From the Echo, first published Thursday 16th Oct 2003.
OH the joys of life on a campsite! No dishwasher in your average motorhome, so the pots and pans, crockery and cutlery from the evening meal have to be hauled over to the toilet block where there are outside sinks with hot water provided.
In early autumn, with a chill breeze blowing off the Atlantic to scour the Cornish countryside near Land's End, and the air thick with the smell of cow-dung from a nearby farmyard, this is not a job over which you want to linger.
But the conversation with fellow ablutionists makes up for it.
I was just down to the greasy grill tray when a couple arrived with their bowlful of bits and pieces to take up station at the next sink.
I'm not good at random conversations with strangers but I risked a tentative "Evening..."
"Good evening," replied the lady, while her husband just nodded. This, I realised later, was not because he was offhand but because he apparently had no front teeth at all.
This dental shortage, coupled with the densest of accents from deepest Dudley and his tendency to talk only in short, sharp bursts or two or three words at a time, made him virtually impossible to understand.
"Lovely beach," I ventured, nodding over my shoulder at the wide open sands below us, which could be reached from the campsite by a long, steep and arduous path that fell a good couple of hundred feet at about 45 degrees.
"Yeah, we went down there this afternoon, didn't we Bert?" said the wife.
I looked at her with new respect. This was not a lady built for cliff descents. She was no more than five feet tall and could be charitably described as plump.
Her bust was enormous, mostly open to the weather and it descended, as far as I could tell without staring too intently, right down into the waistband of her shorts. She also had a heavy gold chain with a medallion that was lost from view in her ample cleavage.
"And I've got high blood pressure and metal plates in both my ankles," she added.
"Really?" I said, lost for a sensible reply.

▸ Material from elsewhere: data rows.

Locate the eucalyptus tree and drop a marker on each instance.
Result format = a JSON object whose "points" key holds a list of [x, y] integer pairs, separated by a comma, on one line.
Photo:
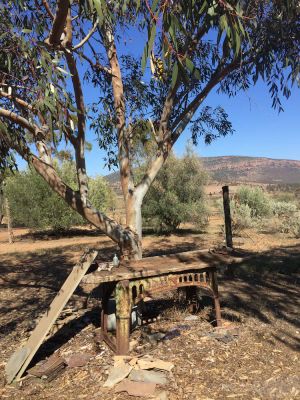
{"points": [[53, 53]]}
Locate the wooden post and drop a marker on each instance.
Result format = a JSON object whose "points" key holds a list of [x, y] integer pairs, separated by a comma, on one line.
{"points": [[8, 218], [226, 203], [123, 316]]}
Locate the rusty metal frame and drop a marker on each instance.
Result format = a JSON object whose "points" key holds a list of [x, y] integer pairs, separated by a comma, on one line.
{"points": [[130, 292]]}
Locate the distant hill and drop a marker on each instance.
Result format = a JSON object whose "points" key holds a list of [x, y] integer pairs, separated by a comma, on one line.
{"points": [[236, 169], [252, 169]]}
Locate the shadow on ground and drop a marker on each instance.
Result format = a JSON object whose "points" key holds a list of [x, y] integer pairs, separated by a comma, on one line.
{"points": [[265, 287]]}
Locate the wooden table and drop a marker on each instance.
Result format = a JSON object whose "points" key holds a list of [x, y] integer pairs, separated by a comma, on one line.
{"points": [[132, 281]]}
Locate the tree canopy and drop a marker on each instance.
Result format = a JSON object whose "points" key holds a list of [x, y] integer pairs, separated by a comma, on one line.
{"points": [[52, 52]]}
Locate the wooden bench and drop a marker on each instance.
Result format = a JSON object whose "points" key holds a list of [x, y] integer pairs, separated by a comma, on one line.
{"points": [[131, 281]]}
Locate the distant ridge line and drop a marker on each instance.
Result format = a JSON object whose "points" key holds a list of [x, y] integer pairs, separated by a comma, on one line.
{"points": [[246, 169]]}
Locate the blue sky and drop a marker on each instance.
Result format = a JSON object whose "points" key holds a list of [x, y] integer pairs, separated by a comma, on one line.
{"points": [[259, 130]]}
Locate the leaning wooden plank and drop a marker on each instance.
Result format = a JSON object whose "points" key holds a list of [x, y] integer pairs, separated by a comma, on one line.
{"points": [[20, 360]]}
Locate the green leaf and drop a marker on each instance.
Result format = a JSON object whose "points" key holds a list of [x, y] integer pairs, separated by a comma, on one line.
{"points": [[148, 46], [174, 75], [62, 70]]}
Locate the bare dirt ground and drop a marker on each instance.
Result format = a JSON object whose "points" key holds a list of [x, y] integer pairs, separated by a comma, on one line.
{"points": [[261, 300]]}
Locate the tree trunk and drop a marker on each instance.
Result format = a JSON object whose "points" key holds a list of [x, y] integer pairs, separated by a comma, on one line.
{"points": [[134, 225], [9, 228]]}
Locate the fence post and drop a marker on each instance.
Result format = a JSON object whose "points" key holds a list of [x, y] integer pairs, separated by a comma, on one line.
{"points": [[226, 203]]}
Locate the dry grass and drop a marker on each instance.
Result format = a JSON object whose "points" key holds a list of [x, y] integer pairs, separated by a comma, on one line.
{"points": [[261, 300]]}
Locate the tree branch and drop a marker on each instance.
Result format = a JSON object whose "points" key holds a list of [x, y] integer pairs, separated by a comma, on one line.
{"points": [[59, 21], [110, 227], [17, 100], [94, 65], [48, 9], [13, 117], [79, 143], [185, 117], [84, 40], [119, 104]]}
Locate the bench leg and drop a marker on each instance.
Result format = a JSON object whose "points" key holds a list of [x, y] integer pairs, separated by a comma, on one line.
{"points": [[214, 284], [123, 316]]}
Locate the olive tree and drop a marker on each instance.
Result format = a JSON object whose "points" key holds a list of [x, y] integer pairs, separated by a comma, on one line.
{"points": [[192, 47]]}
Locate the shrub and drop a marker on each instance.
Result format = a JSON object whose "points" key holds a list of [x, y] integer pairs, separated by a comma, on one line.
{"points": [[256, 199], [241, 216], [283, 208], [177, 195], [34, 205]]}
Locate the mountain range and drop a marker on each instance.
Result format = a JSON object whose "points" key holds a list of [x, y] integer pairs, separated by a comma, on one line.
{"points": [[241, 169]]}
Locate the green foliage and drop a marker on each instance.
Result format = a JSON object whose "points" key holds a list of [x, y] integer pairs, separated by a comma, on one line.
{"points": [[256, 199], [34, 204], [100, 194], [283, 208], [241, 216], [177, 195], [291, 225]]}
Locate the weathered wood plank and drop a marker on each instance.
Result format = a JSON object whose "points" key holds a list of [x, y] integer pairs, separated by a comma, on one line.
{"points": [[16, 366], [155, 266]]}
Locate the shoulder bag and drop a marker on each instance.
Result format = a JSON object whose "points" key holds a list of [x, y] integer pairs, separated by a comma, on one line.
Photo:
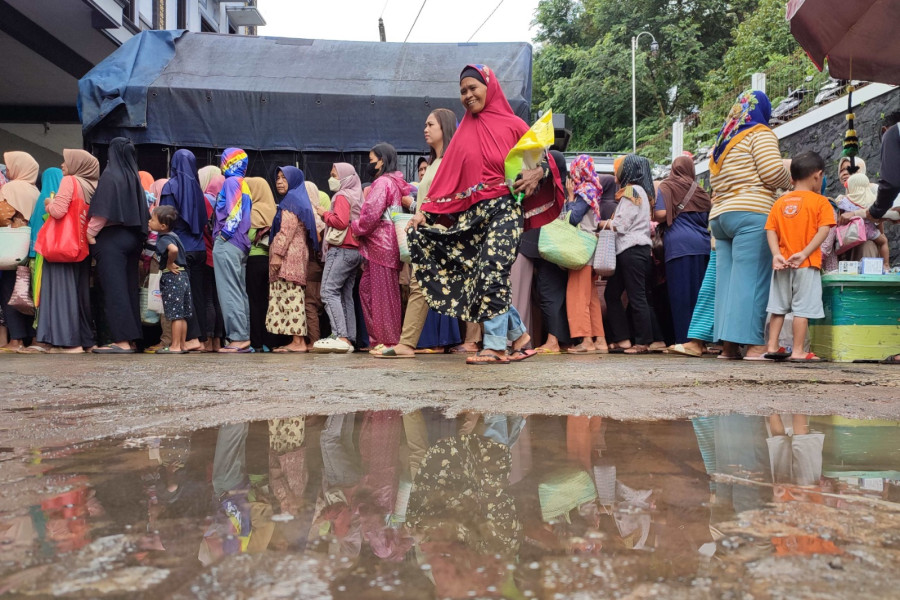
{"points": [[657, 242], [850, 235], [566, 245], [65, 239]]}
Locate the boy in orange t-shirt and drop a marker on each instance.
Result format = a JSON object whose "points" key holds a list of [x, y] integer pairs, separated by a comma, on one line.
{"points": [[797, 225]]}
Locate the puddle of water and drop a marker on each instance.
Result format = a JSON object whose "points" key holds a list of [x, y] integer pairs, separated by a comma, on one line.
{"points": [[383, 505]]}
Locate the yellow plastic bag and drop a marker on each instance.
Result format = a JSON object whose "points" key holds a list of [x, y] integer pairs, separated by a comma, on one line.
{"points": [[526, 154]]}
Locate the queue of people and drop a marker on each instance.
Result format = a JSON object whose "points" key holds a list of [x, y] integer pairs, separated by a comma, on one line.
{"points": [[243, 267]]}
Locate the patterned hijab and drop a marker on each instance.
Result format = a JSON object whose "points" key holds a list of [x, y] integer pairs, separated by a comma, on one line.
{"points": [[587, 185], [751, 112]]}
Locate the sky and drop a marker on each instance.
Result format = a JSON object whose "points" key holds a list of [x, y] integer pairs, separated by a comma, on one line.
{"points": [[440, 20]]}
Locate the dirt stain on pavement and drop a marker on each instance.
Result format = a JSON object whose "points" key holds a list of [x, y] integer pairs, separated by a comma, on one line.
{"points": [[428, 503]]}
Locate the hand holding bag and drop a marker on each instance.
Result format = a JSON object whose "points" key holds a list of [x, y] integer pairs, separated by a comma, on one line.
{"points": [[14, 245], [605, 256], [850, 235], [65, 239], [154, 296], [401, 222], [566, 245], [21, 297]]}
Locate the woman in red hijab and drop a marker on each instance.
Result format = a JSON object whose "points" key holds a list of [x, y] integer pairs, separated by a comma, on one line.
{"points": [[464, 253]]}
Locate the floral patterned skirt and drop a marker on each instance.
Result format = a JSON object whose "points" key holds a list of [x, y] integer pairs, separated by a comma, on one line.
{"points": [[287, 308], [464, 269]]}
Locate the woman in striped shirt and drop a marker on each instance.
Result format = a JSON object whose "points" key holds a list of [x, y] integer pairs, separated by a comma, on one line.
{"points": [[746, 171]]}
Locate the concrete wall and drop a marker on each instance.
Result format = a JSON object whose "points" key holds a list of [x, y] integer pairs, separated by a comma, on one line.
{"points": [[46, 158], [826, 138]]}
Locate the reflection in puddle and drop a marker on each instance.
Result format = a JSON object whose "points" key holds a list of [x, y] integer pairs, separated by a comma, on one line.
{"points": [[378, 504]]}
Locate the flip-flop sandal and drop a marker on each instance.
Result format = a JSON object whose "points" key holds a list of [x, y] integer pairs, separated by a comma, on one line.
{"points": [[32, 350], [582, 351], [391, 353], [112, 349], [810, 357], [680, 349], [781, 354], [461, 350], [635, 351], [234, 350], [520, 355], [487, 360], [166, 350]]}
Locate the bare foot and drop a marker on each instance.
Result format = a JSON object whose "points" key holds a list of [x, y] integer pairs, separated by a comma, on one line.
{"points": [[404, 350], [637, 349], [522, 341], [695, 346], [755, 351]]}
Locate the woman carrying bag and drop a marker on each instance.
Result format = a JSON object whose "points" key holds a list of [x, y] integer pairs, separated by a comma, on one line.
{"points": [[17, 201], [631, 222], [582, 299], [682, 207], [65, 321]]}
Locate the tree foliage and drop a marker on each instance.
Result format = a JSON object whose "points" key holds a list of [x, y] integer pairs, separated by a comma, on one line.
{"points": [[583, 62]]}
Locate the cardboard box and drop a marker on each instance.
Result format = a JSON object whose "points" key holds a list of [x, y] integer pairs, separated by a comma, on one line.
{"points": [[848, 267], [871, 266]]}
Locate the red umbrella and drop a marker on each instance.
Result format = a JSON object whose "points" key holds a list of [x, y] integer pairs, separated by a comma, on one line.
{"points": [[858, 37]]}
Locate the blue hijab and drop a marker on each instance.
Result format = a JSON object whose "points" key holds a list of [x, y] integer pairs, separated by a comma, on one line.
{"points": [[750, 112], [50, 182], [185, 190], [297, 202]]}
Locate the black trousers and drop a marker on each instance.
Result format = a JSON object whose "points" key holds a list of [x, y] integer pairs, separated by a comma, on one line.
{"points": [[258, 296], [551, 283], [632, 268], [116, 254], [196, 261]]}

"Yeah, I fell over on someone's garden path and broke both ankles. And I was collecting for charity."
I left with my bowl of clean crocks, pondering on how very cruel life can be. Two broken ankles on a charity mission. It's just not fair, is it?
The next evening it was my wife's turn to do the washing up at the communal sinks, and the talk turned to parrots.
"I've been ringing my mum back home every night," said the lady at the next sink.
"She drove all the way from Yorkshire to Lancashire to stay at our house and look after our parrot.
"We'd have brought the parrot with us except his cage is a third the size of the living room and it wouldn't fit in our camper van, but I really miss him...he's like a baby to us. We've had him since he was an egg.
"The only trouble is that the parrot doesn't like her going out. As soon as she puts her coat on, he starts throwing his stuff around the cage in a temper and when she comes back he sulks."
My wife doesn't have a lot to offer in parrot conversations but there was the story of our neighbour Lucy, who took some runner beans round to give to a friend who owns a parrot.
"She knocked on the door and said words to the effect of: "I've brought you some runner beans..." and the parrot went spare.
Apparently it loves the tops and tails of the beans which are cut off before slicing and just the mention of the word "bean" is enough to drive the bird into a frenzy.
A has-bean parrot... don't mention the beans... it all rather puts you in mind of John Cleese.